But Does It Work?

Let’s see where we are. We’re implemented four GenServers and two supervisors. When the application starts, it will start the top-level supervisor, which in turn starts Results, PathFinder, WorkerSupervisor, and Gatherer.

When Gatherer starts (and it will start last), it tells the worker supervisor to start a number of workers. When each worker starts, it gets a path to process from PathFinder, hashes the corresponding file, and passes the result to Gatherer, which stores the path and the hash in the Results server. When there are no more files to process, each worker sends a :done message to the gatherer. When the last worker is done, the gatherer reports the results.

Everything seems to be wired up. Let’s try it:

 $ ​​mix​​ ​​run
 Compiling 7 files (.ex)
 Generated duper app
 $

Hmm…that’s strange. No output.

The first time this happened to me, I wasted most of a day working it out. And the problem is obvious once you know what’s happening.

The mix run command runs your application. Once it has it running, mix exits: mission accomplished.

But your application never finished; it just got started and mix went away. We have to tell mix not to exit.

 $ ​​mix​​ ​​run​​ ​​--no-halt
 Results:
 
 ["./_build/dev/lib/dir_walker/.compile.elixir_scm",
  "./_build/test/lib/dir_walker/.compile.elixir_scm"]
 ["./_build/dev/lib/dir_walker/.compile.elixir",
  "./_build/test/lib/dir_walker/.compile.elixir"]
 ["./_build/dev/lib/dir_walker/.compile.xref",
  "./_build/dev/lib/duper/.compile.xref",
  "./_build/test/lib/dir_walker/.compile.xref"]
 ["./deps/dir_walker/.fetch",
  "./_build/dev/lib/dir_walker/.compile.lock",
  "./_build/dev/lib/dir_walker/.compile.fetch",
  "./_build/test/lib/dir_walker/.compile.lock",
  "./_build/test/lib/dir_walker/.compile.fetch"]
 ["./_build/dev/lib/dir_walker/ebin/dir_walker.app",
  "./_build/test/lib/dir_walker/ebin/dir_walker.app"]
 $

Much better.
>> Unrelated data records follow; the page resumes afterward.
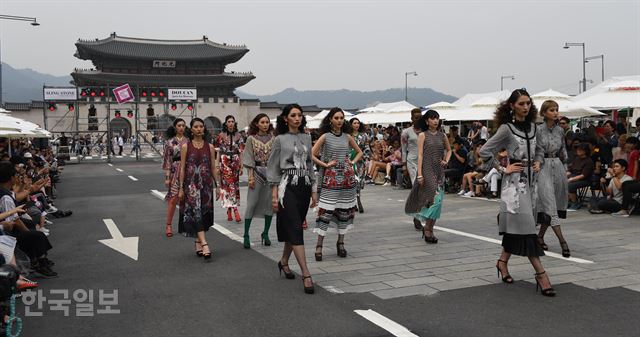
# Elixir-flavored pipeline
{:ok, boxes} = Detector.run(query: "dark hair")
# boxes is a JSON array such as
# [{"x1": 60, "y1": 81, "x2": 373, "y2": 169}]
[
  {"x1": 186, "y1": 117, "x2": 210, "y2": 143},
  {"x1": 576, "y1": 143, "x2": 591, "y2": 157},
  {"x1": 0, "y1": 161, "x2": 16, "y2": 184},
  {"x1": 222, "y1": 115, "x2": 238, "y2": 134},
  {"x1": 276, "y1": 103, "x2": 307, "y2": 135},
  {"x1": 416, "y1": 110, "x2": 442, "y2": 131},
  {"x1": 164, "y1": 118, "x2": 187, "y2": 139},
  {"x1": 318, "y1": 107, "x2": 351, "y2": 134},
  {"x1": 349, "y1": 117, "x2": 364, "y2": 132},
  {"x1": 493, "y1": 89, "x2": 538, "y2": 128},
  {"x1": 247, "y1": 113, "x2": 273, "y2": 136},
  {"x1": 613, "y1": 159, "x2": 629, "y2": 170}
]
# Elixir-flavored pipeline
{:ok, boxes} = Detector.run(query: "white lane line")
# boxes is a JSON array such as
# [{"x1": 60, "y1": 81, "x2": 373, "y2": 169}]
[
  {"x1": 354, "y1": 309, "x2": 418, "y2": 337},
  {"x1": 434, "y1": 226, "x2": 594, "y2": 263}
]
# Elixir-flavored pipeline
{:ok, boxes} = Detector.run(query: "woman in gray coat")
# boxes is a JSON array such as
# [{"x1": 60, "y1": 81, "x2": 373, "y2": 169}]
[
  {"x1": 480, "y1": 89, "x2": 556, "y2": 296},
  {"x1": 535, "y1": 100, "x2": 571, "y2": 257}
]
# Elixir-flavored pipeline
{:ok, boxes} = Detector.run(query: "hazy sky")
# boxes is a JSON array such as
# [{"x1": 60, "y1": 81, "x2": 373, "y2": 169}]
[{"x1": 0, "y1": 0, "x2": 640, "y2": 96}]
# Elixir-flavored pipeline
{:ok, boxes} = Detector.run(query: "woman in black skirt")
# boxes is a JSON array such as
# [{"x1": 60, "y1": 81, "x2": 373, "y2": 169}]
[
  {"x1": 267, "y1": 104, "x2": 318, "y2": 294},
  {"x1": 480, "y1": 89, "x2": 556, "y2": 296}
]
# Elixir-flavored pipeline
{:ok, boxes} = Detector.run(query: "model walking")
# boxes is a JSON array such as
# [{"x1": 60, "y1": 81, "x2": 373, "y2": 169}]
[
  {"x1": 267, "y1": 104, "x2": 318, "y2": 294},
  {"x1": 162, "y1": 118, "x2": 189, "y2": 238},
  {"x1": 404, "y1": 110, "x2": 451, "y2": 243},
  {"x1": 242, "y1": 114, "x2": 274, "y2": 249},
  {"x1": 535, "y1": 100, "x2": 571, "y2": 257},
  {"x1": 312, "y1": 108, "x2": 362, "y2": 261},
  {"x1": 480, "y1": 89, "x2": 556, "y2": 296},
  {"x1": 178, "y1": 117, "x2": 220, "y2": 261},
  {"x1": 216, "y1": 115, "x2": 242, "y2": 222},
  {"x1": 400, "y1": 108, "x2": 422, "y2": 231}
]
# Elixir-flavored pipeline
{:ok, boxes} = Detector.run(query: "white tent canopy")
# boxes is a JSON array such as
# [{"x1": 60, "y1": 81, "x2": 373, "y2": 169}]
[{"x1": 573, "y1": 75, "x2": 640, "y2": 110}]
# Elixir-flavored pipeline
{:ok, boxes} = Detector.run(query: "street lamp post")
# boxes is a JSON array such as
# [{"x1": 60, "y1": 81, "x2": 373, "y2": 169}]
[
  {"x1": 584, "y1": 54, "x2": 604, "y2": 82},
  {"x1": 562, "y1": 42, "x2": 587, "y2": 92},
  {"x1": 404, "y1": 71, "x2": 418, "y2": 101},
  {"x1": 0, "y1": 14, "x2": 40, "y2": 107},
  {"x1": 500, "y1": 75, "x2": 516, "y2": 91}
]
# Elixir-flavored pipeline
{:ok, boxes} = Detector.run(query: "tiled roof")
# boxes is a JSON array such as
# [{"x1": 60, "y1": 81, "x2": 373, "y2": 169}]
[
  {"x1": 71, "y1": 70, "x2": 256, "y2": 88},
  {"x1": 76, "y1": 33, "x2": 249, "y2": 62}
]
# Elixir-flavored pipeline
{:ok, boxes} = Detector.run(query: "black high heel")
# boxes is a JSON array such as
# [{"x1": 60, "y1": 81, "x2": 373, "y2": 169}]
[
  {"x1": 202, "y1": 243, "x2": 211, "y2": 262},
  {"x1": 538, "y1": 236, "x2": 549, "y2": 250},
  {"x1": 313, "y1": 245, "x2": 322, "y2": 261},
  {"x1": 560, "y1": 241, "x2": 571, "y2": 258},
  {"x1": 422, "y1": 229, "x2": 438, "y2": 244},
  {"x1": 278, "y1": 261, "x2": 296, "y2": 280},
  {"x1": 260, "y1": 233, "x2": 271, "y2": 246},
  {"x1": 535, "y1": 271, "x2": 556, "y2": 297},
  {"x1": 496, "y1": 260, "x2": 513, "y2": 284},
  {"x1": 302, "y1": 275, "x2": 316, "y2": 294},
  {"x1": 336, "y1": 241, "x2": 347, "y2": 257},
  {"x1": 194, "y1": 241, "x2": 204, "y2": 257}
]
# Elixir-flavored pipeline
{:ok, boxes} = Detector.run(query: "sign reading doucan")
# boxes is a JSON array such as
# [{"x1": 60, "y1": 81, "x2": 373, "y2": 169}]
[
  {"x1": 168, "y1": 88, "x2": 198, "y2": 100},
  {"x1": 44, "y1": 88, "x2": 78, "y2": 101}
]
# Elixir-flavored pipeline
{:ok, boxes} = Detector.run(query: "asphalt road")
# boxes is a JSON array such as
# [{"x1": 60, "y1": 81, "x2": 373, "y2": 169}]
[{"x1": 17, "y1": 162, "x2": 640, "y2": 336}]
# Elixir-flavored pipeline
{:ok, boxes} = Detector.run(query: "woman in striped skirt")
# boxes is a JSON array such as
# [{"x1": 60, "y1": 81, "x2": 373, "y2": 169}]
[{"x1": 312, "y1": 108, "x2": 362, "y2": 261}]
Even inside our Elixir project we have duplicated files, mostly between the test and dev environments.

Let’s Play with Timing

Our lib/duper/application.ex file contains parameters that tell the app where to search and how many workers to use when searching. (We’ll see in the next chapter how to move those values out of code and onto the command line.)

Let’s change these parameters. My ~/Pictures folder used 30 GB to store about 6,000 old pictures from when I used iPhoto. Let’s look for duplicates in that folder with one worker, two workers, and so on, recording elapsed time.

Here are the parameters for using a single worker:

 children = [
  Duper.Results,
  { Duper.PathFinder, ​"​​/Users/dave/Pictures"​ },
  Duper.WorkerSupervisor,
  { Duper.Gatherer, 1 },
 ]

Run it:

 $ ​​time​​ ​​mix​​ ​​run​​ ​​--no-halt​​ ​​>dups
  87.57 real 58.81 user 23.44 sys
 
 $ ​​wc​​ ​​-l​​ ​​dups
  1869 dups

We found 1,900-odd duplicated photos in about 88 seconds. The Elixir runtime used about 98% of one of my cores during this process.

Let’s try with two workers. Alter application.ex, and run this:

 $ ​​time​​ ​​mix​​ ​​run​​ ​​--no-halt​​ ​​>dups
  48.58 real 58.33 user 17.98 sys

Nice! It ran almost twice as fast. It means that I’m successfully overlapping the IO and the hashing.

To cut a long story short, here are the results for 1..5, 10, and 50 workers.

images/duper_perf.png

As my machine has only two processors (four cores, but two are just hyperthreading), that’s about as good as I could expect.